As a society we now over protect and mollycoddle from a young age imo. When something a bit tricky comes along, or a problem needs solving, we've not allowed chn to develop the skills to get themselves out of the situation. Which I think has an impact on how their self esteem and contributes to some of the issues we see in teens and young adults today.

electriclight · 07/09/2023 06:30

I remember missing my school bus when I was 14 and a male teacher drive me home, about ten miles. He let me choose the music and we had a nice chat. My parents were very grateful to him. No suggestion of anything untoward.

Mistressanne · 07/09/2023 06:33

NeedToChangeName · 06/09/2023 20:08

Some lovely stories here about kind people doing something nice for children

Today's world may be safer, but we've definitely lost something too

I don’t think it’s safer.
There may be more safeguarding but paedophiles still manage to get round it.

Globules · 07/09/2023 06:34

MojitoLil · 07/09/2023 01:40

...also, to show the other side, the teachers set up a rota to take it in turns to drive me to the hospital to see my parent who was ill at the time. I'd just show up in the car park, one of them would wave at me and I'd get in the car.

I love this. I'm so sad this wouldn't happen these days, despite having teachers who still would want to do it.

LittleGreenHearts · 07/09/2023 06:52

Where we live, most of my DS’s nursery school teachers live in the same village the nursery is. one of the young girls that works there still lives with her mum, who happens to go overboard with the decorations for Halloween/Christmas etc.

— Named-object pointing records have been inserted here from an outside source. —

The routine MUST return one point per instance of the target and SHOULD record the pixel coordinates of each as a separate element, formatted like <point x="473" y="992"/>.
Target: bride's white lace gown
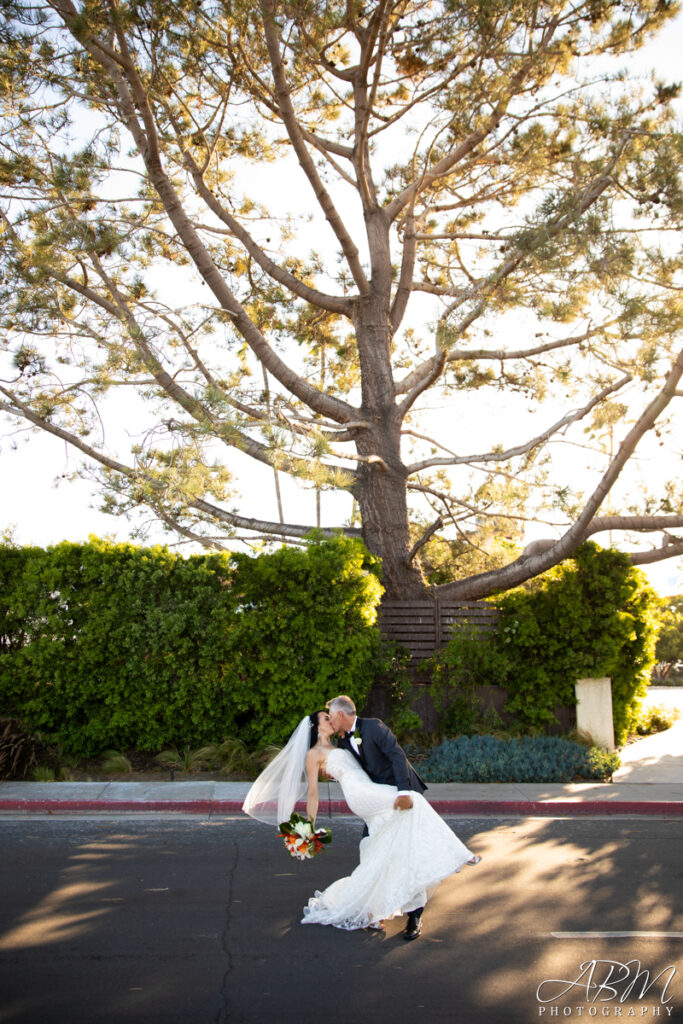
<point x="402" y="858"/>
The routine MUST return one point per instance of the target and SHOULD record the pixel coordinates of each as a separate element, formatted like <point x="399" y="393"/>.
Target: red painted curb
<point x="517" y="807"/>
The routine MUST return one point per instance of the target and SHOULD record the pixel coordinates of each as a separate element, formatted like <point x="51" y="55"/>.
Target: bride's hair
<point x="313" y="727"/>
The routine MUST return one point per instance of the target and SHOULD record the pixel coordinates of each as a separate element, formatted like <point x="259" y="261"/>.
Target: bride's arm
<point x="312" y="768"/>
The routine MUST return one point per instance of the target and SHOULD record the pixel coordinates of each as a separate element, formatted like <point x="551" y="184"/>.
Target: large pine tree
<point x="479" y="202"/>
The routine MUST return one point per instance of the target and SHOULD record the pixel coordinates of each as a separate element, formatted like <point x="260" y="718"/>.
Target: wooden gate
<point x="424" y="627"/>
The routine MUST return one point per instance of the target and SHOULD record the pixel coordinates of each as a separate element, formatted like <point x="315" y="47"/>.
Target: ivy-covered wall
<point x="593" y="615"/>
<point x="115" y="646"/>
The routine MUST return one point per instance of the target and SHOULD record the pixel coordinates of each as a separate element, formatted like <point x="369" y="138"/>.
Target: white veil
<point x="274" y="794"/>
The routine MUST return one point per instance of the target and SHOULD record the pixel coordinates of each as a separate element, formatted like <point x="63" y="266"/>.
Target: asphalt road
<point x="189" y="922"/>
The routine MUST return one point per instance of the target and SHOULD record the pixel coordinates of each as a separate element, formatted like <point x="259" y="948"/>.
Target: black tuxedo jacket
<point x="382" y="757"/>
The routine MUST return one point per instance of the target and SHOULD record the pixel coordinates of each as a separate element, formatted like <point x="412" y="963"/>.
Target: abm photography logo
<point x="602" y="987"/>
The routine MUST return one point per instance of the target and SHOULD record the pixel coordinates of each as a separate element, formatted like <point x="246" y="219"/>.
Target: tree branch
<point x="525" y="568"/>
<point x="308" y="167"/>
<point x="438" y="522"/>
<point x="519" y="450"/>
<point x="499" y="354"/>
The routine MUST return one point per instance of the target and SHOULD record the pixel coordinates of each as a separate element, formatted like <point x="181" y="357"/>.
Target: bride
<point x="406" y="853"/>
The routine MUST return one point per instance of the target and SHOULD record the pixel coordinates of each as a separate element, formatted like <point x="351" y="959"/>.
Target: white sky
<point x="43" y="508"/>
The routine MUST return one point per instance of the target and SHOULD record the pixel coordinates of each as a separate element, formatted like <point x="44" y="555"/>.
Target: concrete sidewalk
<point x="649" y="781"/>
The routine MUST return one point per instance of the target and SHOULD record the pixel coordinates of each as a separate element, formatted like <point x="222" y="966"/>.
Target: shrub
<point x="593" y="615"/>
<point x="114" y="646"/>
<point x="527" y="759"/>
<point x="656" y="719"/>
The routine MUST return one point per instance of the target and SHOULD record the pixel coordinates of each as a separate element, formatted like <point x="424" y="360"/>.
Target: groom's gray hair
<point x="342" y="704"/>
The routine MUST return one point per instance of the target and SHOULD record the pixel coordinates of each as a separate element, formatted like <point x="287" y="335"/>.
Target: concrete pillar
<point x="594" y="712"/>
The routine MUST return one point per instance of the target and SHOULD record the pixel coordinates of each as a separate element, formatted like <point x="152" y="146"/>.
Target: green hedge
<point x="115" y="646"/>
<point x="593" y="615"/>
<point x="527" y="759"/>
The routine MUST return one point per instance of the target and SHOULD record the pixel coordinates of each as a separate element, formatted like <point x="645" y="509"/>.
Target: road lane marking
<point x="616" y="935"/>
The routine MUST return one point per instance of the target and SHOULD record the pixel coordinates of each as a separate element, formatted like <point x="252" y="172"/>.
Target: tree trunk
<point x="381" y="486"/>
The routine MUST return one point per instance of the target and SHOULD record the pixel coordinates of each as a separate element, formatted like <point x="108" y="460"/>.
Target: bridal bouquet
<point x="301" y="840"/>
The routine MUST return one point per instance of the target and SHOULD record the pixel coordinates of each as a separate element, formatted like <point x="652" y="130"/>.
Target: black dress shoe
<point x="413" y="928"/>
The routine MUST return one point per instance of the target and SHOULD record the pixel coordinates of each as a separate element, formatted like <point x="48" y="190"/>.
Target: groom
<point x="377" y="749"/>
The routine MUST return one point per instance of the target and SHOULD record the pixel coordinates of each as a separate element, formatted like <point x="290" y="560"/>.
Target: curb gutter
<point x="564" y="808"/>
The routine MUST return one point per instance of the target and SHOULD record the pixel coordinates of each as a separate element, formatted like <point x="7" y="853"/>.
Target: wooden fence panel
<point x="424" y="627"/>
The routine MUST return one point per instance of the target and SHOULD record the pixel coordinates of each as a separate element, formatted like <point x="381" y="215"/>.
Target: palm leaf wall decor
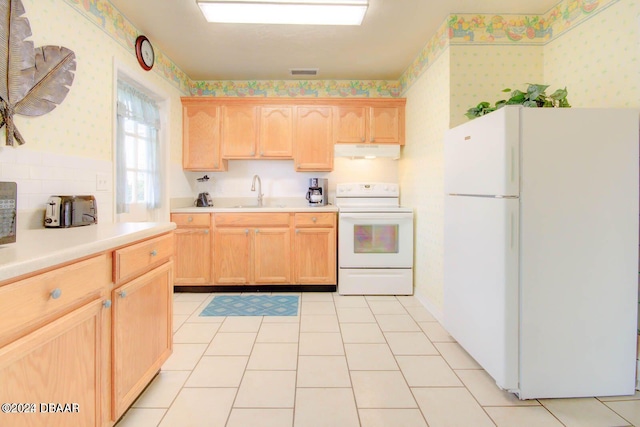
<point x="32" y="81"/>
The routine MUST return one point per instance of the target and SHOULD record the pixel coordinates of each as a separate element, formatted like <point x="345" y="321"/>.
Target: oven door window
<point x="375" y="239"/>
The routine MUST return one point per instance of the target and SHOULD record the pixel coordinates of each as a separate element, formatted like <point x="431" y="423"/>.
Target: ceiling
<point x="391" y="36"/>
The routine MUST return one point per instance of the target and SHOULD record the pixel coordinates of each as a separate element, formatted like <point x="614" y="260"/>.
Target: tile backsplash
<point x="41" y="174"/>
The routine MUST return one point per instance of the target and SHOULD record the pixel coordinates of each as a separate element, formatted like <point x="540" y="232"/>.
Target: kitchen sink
<point x="258" y="207"/>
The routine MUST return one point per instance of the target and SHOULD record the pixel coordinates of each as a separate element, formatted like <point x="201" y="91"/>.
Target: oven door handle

Halloween last year, they took the nursery children on a “Pumpkin walk” and the kids (with parents permission) went to this Girls house, looked at the decorations, chatted to her mum and had a snack in the garden. I thought it was cute.

I would have found it a bit weird if they went inside though

As it happens she’s also done a lot of babysitting for many of us when she was younger/before working at nursery so maybe that skews my view a bit

FlamingoQueen · 07/09/2023 06:53

You have to relate things like this to the period of time when it happened. We once went on a school trip (there were only 4 of us going) in the male teachers car and no one thought anything of it. Nothing dodgy happened!

If nothing happened then there is nothing to worry about. Times were different back then (god, I feel ancient saying that!) and teachers weren’t on their guard or paranoid about any little slip up.

andrainwillmaketheflowersgrow · 07/09/2023 06:56

Our headteacher used to host a massive barbecue at her house for year six every summer (with parents) and the kids would stay for a sleepover afterwards.

Nobody batted an eyelid and it was a great end of school tradition that everyone always looked forward to.

Mble · 07/09/2023 07:04

Loads of teachers do private tuition and music lessons in their own home and nobody bats an eyelid. Children go to friends houses. childminders and babysitters. It isn’t exactly the same but the risks probably much the same.

Clevs · 07/09/2023 07:11

Our deputy head formed a walking group where those that were interested could go on a hike somewhere with her and her husband. There wasn't many of us in the group and one Sunday afternoon we'd been for a walk and they took us back to their house and she made some non-alcoholic punch for us all. I can't remember how we got home from her house but it wouldn't surprise me if she dropped us all off.

This was early-mid 90s.

grass321 · 07/09/2023 07:14

MouseKeys · 06/09/2023 19:54

Ironically I also went to my youth leader's house once with some other members of the group which again my parents were fine with at the time. Absolutely nothing happened at all apart from him serving us the most disgusting meal I’d ever had to eat in my life but it did cause quite a stir when he was later arrested and it turned out that he was a p**phile, I don’t think I was allowed to go anywhere for a bit after that!

If it's the person currently in the news for inappropriate relations with male teenagers, I did the same and went to his house regularly (in a group).

grass321 · 07/09/2023 07:15

Our German teacher also used to hold parties at his house for sixth formers where alcohol was served. Nothing untoward happened, he was just trying to be cool but I look back and think WTF.